A cautious person always has a watchful eye that looks out for any signs of trouble when starting a new business. Given the statistics of business insolvency among the new start-ups that have been registered, it is only fair that you look out for tell-tale signs that allow you to understand that you are headed the same way.

When you start using capital and cash that is meant for other aspects for running your day to day business, it is an indicator that business insolvency is not too far. Most people reach out for their home equity loans in order to manage payments to suppliers in the short term. Overcharging your credit card or maximizing the amount of credit limit that you have goes to show that you have to extract every bit of resource that you have to make ends meet.

While businesses never have extra cash lying in the bank, there should always a healthy ratio of receivables to payables. In addition to that when your clients start creating issues about payments on time, you know that the roll out effect of business insolvency may begin.

Delayed salary payments, a complete cap down on any kind of long term investment in the business and reduction in spends that you may have to do are other signs that you need to sit up and think to avoid business insolvency.

To avoid such a situation, you can hire business consultants that will help avoid business insolvency and help you consolidate your business practices to become more profitable.

Friday, June 1, 2012

What Happens if You do Not Pay Your Tax Debts?

Understand the consequences of not taking tax debts seriously.

Paying your taxes is an important part of the responsibility of a citizen of any country. And so is the situation with Australia. When you do not pay your taxes you are robbing the country of the income that belongs to them and you have no right to use the public amenities that are provided to you by the government if you are not paying your taxes on time. Tax debts can cause a lot of issues if you do not pay them on time.

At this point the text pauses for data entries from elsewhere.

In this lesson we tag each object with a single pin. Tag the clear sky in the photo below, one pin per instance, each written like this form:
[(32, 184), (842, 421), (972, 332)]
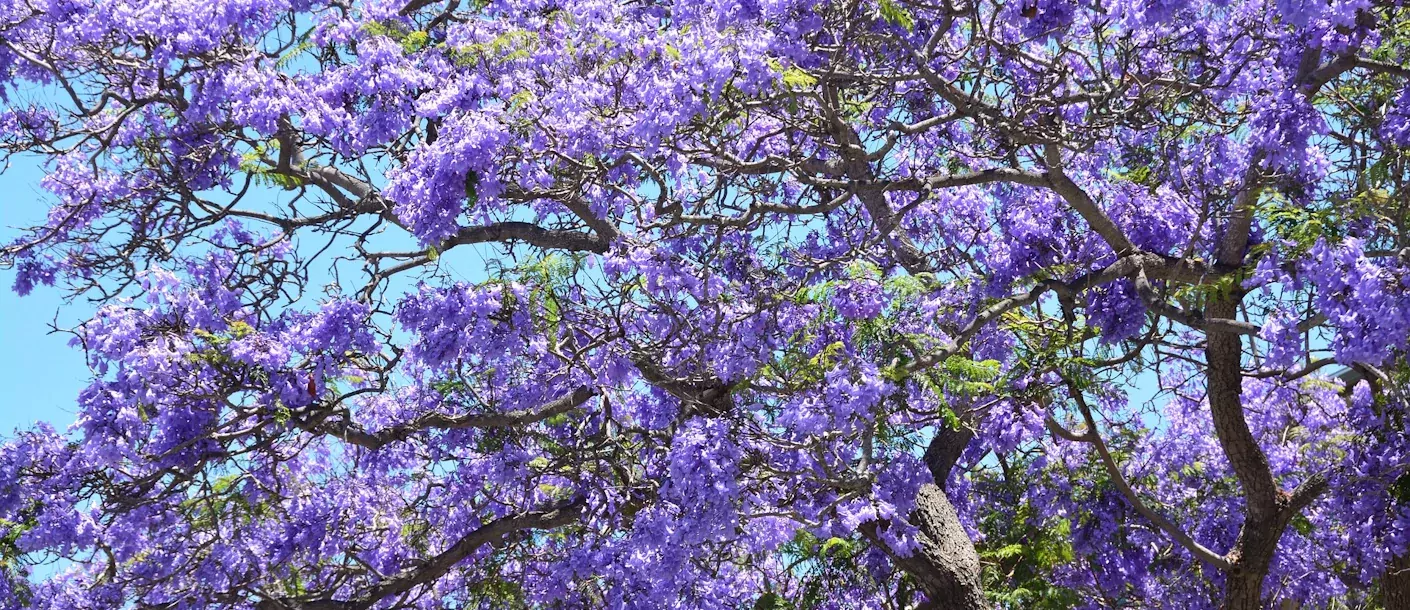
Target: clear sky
[(40, 374)]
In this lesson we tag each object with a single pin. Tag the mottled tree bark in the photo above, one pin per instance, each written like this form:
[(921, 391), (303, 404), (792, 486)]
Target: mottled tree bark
[(1395, 585), (945, 565)]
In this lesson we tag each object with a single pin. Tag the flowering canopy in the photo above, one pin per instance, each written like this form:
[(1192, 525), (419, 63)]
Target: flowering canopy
[(783, 305)]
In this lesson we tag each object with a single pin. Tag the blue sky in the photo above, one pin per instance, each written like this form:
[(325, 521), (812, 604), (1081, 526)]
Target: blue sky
[(40, 374)]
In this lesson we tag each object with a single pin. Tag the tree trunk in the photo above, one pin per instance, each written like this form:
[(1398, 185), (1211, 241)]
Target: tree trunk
[(1395, 585), (945, 565), (1244, 592)]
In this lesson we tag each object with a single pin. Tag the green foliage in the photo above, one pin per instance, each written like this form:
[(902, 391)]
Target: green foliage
[(1017, 555), (896, 14)]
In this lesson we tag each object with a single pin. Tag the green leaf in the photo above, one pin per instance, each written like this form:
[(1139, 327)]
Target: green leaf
[(896, 14)]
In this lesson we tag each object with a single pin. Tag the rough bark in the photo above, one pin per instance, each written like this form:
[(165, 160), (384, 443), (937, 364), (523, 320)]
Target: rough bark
[(1395, 585), (945, 565)]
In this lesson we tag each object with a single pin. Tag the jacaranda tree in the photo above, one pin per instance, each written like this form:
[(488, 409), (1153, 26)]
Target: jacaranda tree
[(739, 305)]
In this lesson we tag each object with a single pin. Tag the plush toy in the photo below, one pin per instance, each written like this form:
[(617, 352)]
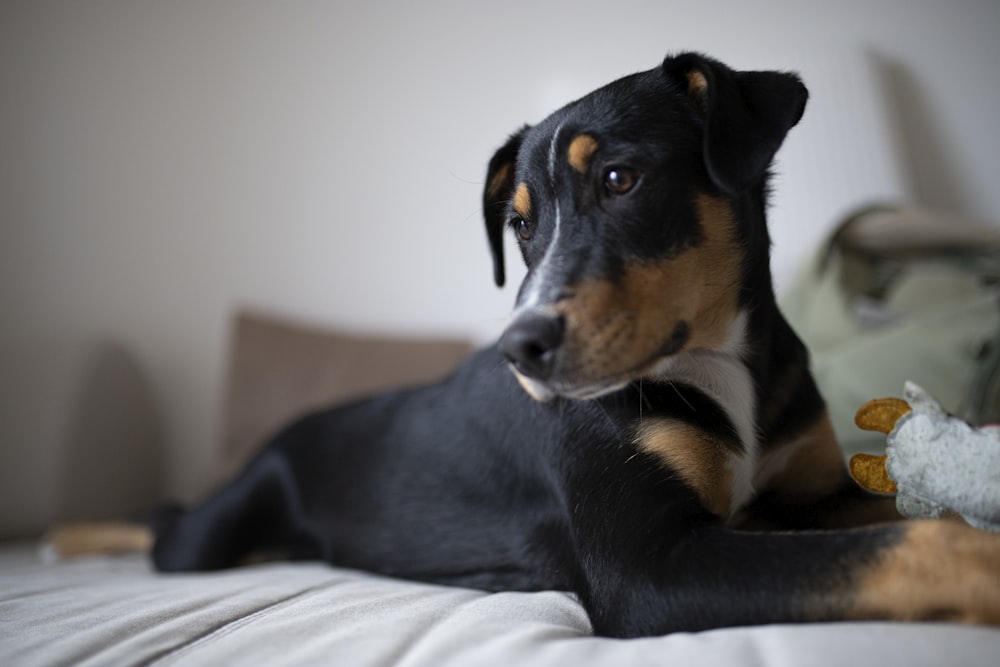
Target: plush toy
[(935, 463)]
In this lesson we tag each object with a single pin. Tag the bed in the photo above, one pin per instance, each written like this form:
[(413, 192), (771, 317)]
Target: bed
[(115, 610)]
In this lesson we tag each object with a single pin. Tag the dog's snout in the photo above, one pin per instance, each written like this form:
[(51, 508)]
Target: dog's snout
[(531, 343)]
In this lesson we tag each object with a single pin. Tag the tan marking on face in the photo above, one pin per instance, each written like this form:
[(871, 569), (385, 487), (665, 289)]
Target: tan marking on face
[(522, 200), (808, 464), (581, 149), (940, 571), (498, 183), (694, 456), (618, 329), (697, 83)]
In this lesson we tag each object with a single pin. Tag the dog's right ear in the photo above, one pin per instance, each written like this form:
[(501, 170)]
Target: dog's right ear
[(496, 197)]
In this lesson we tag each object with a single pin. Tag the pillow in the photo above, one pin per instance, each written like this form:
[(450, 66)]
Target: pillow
[(279, 370)]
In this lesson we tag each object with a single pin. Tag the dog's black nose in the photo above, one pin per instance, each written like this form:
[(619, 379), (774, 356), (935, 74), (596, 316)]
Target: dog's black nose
[(531, 342)]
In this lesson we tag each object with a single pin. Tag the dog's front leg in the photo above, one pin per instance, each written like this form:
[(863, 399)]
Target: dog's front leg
[(707, 577)]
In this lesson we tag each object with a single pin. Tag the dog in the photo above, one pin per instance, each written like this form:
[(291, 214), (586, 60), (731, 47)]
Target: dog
[(645, 433)]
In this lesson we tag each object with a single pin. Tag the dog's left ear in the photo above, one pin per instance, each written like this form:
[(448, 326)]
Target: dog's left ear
[(496, 197), (746, 115)]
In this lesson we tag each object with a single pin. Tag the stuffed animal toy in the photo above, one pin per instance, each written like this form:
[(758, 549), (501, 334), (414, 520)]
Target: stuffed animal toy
[(935, 463)]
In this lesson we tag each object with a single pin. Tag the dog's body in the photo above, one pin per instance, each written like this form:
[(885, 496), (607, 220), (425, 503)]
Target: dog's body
[(669, 421)]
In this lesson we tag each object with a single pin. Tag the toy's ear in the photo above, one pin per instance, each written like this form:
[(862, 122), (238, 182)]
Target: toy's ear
[(496, 197), (746, 115)]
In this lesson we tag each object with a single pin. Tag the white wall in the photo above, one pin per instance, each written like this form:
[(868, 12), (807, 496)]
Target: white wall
[(163, 163)]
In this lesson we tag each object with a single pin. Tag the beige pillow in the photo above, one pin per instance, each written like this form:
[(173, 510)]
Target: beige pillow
[(279, 370)]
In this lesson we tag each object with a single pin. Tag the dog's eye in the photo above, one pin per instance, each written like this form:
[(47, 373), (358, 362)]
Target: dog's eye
[(619, 180), (524, 228)]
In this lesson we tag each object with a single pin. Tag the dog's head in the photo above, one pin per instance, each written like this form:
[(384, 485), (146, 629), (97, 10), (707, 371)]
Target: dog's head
[(629, 208)]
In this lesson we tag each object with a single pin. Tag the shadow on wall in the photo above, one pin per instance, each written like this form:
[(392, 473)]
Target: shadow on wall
[(932, 171), (81, 438)]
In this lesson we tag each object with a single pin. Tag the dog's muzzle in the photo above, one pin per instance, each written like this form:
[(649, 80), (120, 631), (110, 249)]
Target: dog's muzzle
[(549, 362), (532, 342)]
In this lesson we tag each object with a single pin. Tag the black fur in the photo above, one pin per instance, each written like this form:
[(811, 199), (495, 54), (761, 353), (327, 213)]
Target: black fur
[(472, 482)]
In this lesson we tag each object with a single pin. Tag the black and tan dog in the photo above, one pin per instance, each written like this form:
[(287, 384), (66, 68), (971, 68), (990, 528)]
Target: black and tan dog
[(660, 448)]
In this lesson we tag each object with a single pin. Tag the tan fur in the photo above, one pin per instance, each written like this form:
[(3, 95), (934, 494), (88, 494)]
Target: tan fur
[(581, 149), (697, 83), (694, 456), (618, 329), (522, 200), (83, 538), (941, 570)]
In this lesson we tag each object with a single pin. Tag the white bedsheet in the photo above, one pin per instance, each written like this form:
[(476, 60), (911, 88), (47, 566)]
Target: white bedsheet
[(116, 611)]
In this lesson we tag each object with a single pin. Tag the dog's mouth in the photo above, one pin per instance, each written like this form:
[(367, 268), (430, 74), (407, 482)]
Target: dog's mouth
[(550, 362)]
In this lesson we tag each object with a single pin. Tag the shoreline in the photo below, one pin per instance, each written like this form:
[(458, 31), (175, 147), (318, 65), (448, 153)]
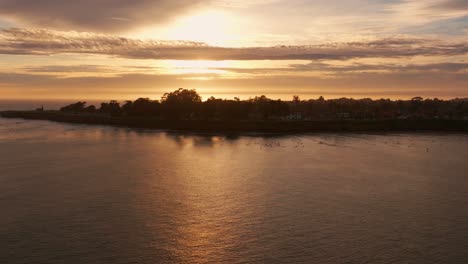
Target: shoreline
[(248, 126)]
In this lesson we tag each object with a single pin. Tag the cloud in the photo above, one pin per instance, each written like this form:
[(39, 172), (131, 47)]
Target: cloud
[(95, 15), (451, 5), (46, 42)]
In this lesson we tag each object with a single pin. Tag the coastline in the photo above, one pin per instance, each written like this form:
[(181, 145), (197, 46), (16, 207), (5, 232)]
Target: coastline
[(248, 126)]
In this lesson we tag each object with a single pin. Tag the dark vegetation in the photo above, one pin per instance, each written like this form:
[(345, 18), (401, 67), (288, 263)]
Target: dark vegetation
[(185, 104), (184, 110)]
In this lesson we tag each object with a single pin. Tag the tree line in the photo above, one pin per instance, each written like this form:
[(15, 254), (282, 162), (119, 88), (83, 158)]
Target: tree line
[(188, 104)]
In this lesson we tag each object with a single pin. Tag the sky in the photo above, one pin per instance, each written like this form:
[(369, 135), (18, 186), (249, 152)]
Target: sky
[(125, 49)]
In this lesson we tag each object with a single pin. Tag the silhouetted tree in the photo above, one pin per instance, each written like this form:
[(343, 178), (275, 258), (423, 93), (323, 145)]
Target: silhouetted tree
[(182, 103)]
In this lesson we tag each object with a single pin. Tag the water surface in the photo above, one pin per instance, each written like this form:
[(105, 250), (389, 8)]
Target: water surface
[(94, 194)]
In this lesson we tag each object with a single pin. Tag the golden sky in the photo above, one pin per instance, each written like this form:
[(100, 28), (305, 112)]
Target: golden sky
[(107, 49)]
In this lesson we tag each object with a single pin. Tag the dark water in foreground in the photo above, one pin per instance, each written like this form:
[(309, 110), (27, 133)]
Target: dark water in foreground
[(91, 194)]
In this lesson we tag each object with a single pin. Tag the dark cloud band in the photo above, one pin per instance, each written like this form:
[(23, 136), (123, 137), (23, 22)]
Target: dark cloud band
[(22, 41)]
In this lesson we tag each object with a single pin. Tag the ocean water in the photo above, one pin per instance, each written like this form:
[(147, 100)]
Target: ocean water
[(95, 194)]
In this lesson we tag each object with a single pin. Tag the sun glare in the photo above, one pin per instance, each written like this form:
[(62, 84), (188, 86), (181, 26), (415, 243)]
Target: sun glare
[(211, 27)]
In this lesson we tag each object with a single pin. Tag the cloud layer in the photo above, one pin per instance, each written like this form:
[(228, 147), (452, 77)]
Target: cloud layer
[(45, 42), (94, 15)]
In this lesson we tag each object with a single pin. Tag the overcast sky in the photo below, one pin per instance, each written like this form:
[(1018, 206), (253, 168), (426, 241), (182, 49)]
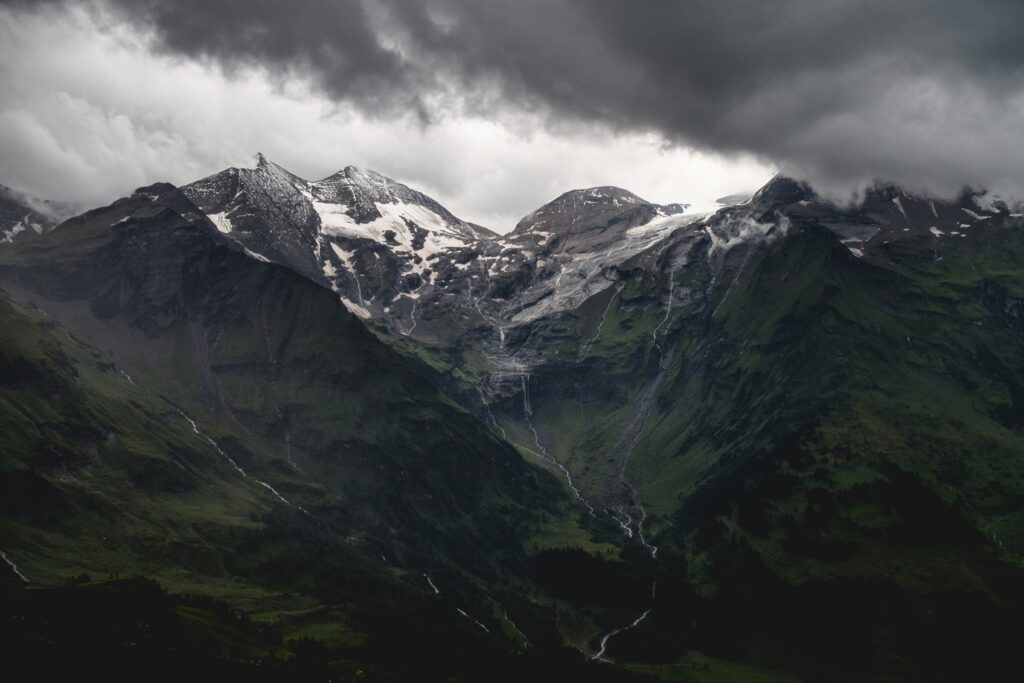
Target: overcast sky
[(495, 107)]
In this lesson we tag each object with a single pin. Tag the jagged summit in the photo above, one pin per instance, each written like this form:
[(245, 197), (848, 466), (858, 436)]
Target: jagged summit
[(593, 208)]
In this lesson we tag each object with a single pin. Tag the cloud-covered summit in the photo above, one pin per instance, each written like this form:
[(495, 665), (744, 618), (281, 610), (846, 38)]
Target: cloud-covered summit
[(924, 92)]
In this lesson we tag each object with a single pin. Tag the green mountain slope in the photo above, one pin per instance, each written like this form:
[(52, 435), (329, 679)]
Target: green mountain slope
[(176, 409)]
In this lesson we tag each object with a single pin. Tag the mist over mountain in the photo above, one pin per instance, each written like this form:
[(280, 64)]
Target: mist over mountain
[(542, 341), (622, 439)]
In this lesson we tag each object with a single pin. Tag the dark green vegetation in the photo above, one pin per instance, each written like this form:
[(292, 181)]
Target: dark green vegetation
[(320, 485), (826, 443), (829, 446)]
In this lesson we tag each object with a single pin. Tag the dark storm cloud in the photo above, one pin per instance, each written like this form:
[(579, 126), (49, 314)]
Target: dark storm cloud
[(929, 92)]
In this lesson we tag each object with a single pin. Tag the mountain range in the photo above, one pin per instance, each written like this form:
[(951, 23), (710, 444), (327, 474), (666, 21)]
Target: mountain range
[(349, 433)]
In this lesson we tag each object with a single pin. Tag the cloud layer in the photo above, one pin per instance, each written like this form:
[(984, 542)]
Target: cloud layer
[(924, 92)]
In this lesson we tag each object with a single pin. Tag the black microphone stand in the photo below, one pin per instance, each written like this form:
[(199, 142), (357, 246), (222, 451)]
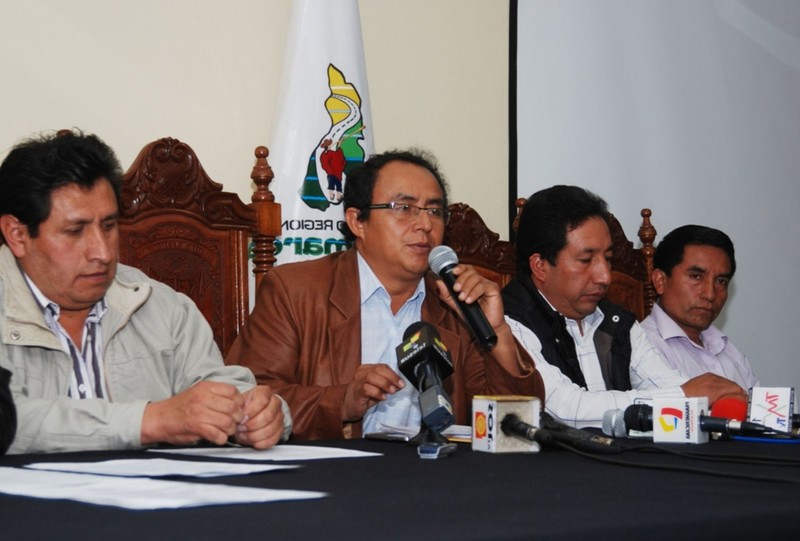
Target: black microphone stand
[(431, 444)]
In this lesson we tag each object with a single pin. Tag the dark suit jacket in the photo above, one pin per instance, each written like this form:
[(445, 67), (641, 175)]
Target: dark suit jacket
[(303, 339)]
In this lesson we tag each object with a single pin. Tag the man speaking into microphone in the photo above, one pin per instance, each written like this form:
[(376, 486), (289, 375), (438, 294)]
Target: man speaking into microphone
[(323, 333)]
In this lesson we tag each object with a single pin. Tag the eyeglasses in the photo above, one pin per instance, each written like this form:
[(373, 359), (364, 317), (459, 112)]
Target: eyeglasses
[(408, 212)]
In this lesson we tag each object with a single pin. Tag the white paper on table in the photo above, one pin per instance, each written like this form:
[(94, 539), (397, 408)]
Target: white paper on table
[(158, 467), (278, 453), (136, 493), (453, 432)]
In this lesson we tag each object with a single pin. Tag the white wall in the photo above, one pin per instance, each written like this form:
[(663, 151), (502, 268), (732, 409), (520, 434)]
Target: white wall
[(208, 73), (691, 108)]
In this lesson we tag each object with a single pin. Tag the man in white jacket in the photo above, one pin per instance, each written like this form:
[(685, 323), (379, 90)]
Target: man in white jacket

While the Australian Taxation Office prefers that citizens are responsible and that they pay their tax debts in full, they are willing to understand that sometimes there are unforeseen circumstances that lead to a situation where taxes cannot be paid. In such cases, the ATO is willing to hear your story and provide you a certain amount of relief from tax debts if they are convinced that you are a law abiding citizen and could not pay your taxes this one time.

When you ask for an appointment with the ATO to discuss tax debts, you need to also provide your tax file number and business number so that the ATO can do the preliminary research on your financials. You also need to specify why you could not pay your taxes and the manner in which you will ensure that the tax debts do not accrue.

When you do not pay your taxes on time, there is a general interest charge that accrues on your tax that can be tough to manage later.